Impact of inlet velocity waveform shape on hemodynamics
Journal of Computational Science
Justen R. Geddes, Timothy D. King, Cyrus Tanade, William Ladd, Nusrat Sadia Khan, Amanda Randles

Summary
Monitoring disease development in arteries, which supply oxygen and nutrients to the body, is crucial and can be assessed using hemodynamic metrics. Hemodynamic metrics can be calculated via computational fluid dynamic simulation of patient-specific geometries. These simulations are known to be heavily influenced by boundary conditions, such as time-dependent inlet flow. However, the effects of inlet flow profiles have not previously been quantified or understood. Here we quantify the effects of modulating temporal arterial waveforms on hemodynamic metrics. Building on our previous work that identified the minimum number of points of interest needed to characterize a left coronary artery inlet waveform, here, we extend this approach to pulmonary and carotid artery waveforms, pinpointing critical points of interest on these waveforms. Using a systematic variation of these points, we quantify the effects on hemodynamic metrics such as wall shear stress, oscillatory shear index, and relative residence time.

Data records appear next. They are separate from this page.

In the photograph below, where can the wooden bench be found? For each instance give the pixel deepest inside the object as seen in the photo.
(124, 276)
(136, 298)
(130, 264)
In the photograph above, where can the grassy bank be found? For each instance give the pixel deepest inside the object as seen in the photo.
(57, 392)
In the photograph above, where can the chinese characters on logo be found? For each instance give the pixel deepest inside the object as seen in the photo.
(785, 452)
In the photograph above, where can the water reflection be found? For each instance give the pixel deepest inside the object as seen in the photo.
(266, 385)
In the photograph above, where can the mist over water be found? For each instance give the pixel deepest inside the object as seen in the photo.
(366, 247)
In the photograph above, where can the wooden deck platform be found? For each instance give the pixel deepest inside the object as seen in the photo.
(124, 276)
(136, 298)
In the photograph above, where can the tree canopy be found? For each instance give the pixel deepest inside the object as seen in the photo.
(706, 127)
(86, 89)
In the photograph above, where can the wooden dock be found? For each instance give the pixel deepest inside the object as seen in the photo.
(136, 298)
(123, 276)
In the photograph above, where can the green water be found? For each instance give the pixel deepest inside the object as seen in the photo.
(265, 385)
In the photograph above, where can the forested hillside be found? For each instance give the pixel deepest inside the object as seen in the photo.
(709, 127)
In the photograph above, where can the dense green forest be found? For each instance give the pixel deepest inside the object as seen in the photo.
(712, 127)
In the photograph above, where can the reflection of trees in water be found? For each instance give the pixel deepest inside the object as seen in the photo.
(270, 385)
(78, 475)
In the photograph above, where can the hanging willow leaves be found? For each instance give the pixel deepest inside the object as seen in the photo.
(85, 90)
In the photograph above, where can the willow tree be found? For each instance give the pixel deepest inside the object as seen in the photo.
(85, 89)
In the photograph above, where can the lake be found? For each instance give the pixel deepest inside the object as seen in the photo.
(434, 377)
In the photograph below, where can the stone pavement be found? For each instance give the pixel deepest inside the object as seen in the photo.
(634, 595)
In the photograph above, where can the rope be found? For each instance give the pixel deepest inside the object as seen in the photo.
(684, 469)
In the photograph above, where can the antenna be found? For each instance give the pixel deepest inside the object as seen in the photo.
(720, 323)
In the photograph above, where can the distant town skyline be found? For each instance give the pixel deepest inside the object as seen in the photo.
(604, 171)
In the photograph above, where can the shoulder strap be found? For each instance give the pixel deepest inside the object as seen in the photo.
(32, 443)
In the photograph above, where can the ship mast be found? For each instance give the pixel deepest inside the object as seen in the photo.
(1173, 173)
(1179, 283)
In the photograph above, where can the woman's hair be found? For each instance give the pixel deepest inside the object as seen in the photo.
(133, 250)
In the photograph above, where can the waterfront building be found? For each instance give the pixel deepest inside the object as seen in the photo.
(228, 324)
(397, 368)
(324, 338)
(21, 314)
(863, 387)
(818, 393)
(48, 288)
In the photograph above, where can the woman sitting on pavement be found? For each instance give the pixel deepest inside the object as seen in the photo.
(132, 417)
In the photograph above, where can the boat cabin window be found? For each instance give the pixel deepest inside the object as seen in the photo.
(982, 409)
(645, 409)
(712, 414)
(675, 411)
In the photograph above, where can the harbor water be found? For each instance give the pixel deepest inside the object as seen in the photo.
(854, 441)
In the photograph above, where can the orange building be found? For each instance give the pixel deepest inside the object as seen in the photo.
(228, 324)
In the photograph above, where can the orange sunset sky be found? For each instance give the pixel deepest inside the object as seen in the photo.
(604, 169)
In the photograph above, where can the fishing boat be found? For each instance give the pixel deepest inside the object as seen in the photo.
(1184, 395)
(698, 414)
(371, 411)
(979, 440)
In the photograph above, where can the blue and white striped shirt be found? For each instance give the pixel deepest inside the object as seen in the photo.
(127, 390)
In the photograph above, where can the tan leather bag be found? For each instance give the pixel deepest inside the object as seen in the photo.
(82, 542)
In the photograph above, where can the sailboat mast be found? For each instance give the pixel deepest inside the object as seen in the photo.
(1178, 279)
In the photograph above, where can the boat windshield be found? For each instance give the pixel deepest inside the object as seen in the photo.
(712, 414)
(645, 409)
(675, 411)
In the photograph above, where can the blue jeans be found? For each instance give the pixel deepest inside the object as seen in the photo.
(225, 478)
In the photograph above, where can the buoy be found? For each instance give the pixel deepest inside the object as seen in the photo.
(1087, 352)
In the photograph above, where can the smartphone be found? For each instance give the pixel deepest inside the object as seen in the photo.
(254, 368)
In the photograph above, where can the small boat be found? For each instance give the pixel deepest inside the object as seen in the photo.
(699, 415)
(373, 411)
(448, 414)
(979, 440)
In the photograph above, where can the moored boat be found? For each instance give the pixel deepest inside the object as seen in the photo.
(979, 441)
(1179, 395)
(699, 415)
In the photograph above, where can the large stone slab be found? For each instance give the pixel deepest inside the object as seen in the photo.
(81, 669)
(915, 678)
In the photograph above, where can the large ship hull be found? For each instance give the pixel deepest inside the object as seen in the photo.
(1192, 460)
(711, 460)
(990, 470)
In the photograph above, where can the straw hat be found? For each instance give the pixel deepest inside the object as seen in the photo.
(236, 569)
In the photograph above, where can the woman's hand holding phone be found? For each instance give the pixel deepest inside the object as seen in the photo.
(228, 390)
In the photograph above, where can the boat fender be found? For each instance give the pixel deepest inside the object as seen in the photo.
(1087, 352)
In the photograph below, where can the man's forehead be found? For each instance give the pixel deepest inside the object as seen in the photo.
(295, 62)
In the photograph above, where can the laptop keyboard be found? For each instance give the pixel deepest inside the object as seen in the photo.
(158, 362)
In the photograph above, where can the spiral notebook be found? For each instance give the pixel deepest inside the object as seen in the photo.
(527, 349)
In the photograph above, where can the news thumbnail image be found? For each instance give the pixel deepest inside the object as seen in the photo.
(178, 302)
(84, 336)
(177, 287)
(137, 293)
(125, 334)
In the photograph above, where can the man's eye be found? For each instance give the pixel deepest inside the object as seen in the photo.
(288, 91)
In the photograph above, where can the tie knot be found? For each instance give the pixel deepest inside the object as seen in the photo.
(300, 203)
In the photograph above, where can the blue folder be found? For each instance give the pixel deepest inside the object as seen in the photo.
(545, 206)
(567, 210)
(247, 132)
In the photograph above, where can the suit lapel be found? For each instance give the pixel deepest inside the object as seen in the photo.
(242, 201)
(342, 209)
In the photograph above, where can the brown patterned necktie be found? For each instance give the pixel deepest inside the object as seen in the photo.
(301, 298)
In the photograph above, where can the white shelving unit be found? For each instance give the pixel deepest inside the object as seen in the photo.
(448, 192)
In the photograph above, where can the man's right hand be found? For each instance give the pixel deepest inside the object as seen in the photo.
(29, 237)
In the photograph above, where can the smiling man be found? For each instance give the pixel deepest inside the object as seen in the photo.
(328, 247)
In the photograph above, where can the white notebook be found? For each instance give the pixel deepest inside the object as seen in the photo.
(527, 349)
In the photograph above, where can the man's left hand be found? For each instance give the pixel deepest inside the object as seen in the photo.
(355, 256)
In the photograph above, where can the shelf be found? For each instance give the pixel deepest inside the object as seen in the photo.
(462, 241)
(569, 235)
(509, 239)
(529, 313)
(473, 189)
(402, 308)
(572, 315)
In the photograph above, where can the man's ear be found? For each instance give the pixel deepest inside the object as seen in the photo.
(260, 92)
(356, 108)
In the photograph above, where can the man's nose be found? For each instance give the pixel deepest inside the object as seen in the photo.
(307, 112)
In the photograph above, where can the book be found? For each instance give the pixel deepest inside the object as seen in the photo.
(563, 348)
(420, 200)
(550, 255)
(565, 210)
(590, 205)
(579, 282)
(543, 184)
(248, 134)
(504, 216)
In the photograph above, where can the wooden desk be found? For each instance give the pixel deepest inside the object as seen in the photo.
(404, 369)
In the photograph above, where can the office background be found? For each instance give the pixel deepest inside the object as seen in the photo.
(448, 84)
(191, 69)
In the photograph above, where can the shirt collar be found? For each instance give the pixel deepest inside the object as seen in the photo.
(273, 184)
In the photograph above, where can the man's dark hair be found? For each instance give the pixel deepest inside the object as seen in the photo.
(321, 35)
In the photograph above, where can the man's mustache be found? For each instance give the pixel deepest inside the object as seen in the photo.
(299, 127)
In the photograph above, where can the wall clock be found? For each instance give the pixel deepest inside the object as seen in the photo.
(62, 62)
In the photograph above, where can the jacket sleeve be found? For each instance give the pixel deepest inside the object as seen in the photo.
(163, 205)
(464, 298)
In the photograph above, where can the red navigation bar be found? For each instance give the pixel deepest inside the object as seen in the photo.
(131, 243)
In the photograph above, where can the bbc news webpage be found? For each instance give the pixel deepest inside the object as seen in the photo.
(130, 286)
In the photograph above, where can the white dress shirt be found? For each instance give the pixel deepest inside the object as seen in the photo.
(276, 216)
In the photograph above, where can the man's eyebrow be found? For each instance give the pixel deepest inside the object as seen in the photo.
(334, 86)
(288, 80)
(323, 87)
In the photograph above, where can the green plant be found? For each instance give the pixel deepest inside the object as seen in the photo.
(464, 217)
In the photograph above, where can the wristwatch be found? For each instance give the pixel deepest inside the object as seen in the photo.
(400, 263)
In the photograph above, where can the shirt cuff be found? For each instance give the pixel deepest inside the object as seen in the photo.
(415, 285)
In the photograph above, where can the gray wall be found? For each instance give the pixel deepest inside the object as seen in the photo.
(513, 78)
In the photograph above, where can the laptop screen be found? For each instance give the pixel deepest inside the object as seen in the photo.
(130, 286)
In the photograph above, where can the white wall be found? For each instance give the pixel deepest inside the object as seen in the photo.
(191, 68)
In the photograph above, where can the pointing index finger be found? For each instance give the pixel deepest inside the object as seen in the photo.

We simulate using 1D Navier–Stokes and 3D lattice Boltzmann simulation approaches conducted on high performance compute clusters. The results pinpoint parts of the waveform that are most susceptible to perturbations and measurement error. The impacts of this work include the construction of a method that can be applied to other fluid simulations with pulsatile inlet conditions and the ability to distinguish the vital parts of a pulsatile inlet condition for computational fluid dynamic simulations and clinical metrics. This work is an extension of work published at the International Conference on Computational Science (ICCS-2024), (Geddes et al., 2024).
Citation
Geddes, Justen R., et al. “Impact of inlet velocity waveform shape on hemodynamics.” Journal of Computational Science (2025): 102579.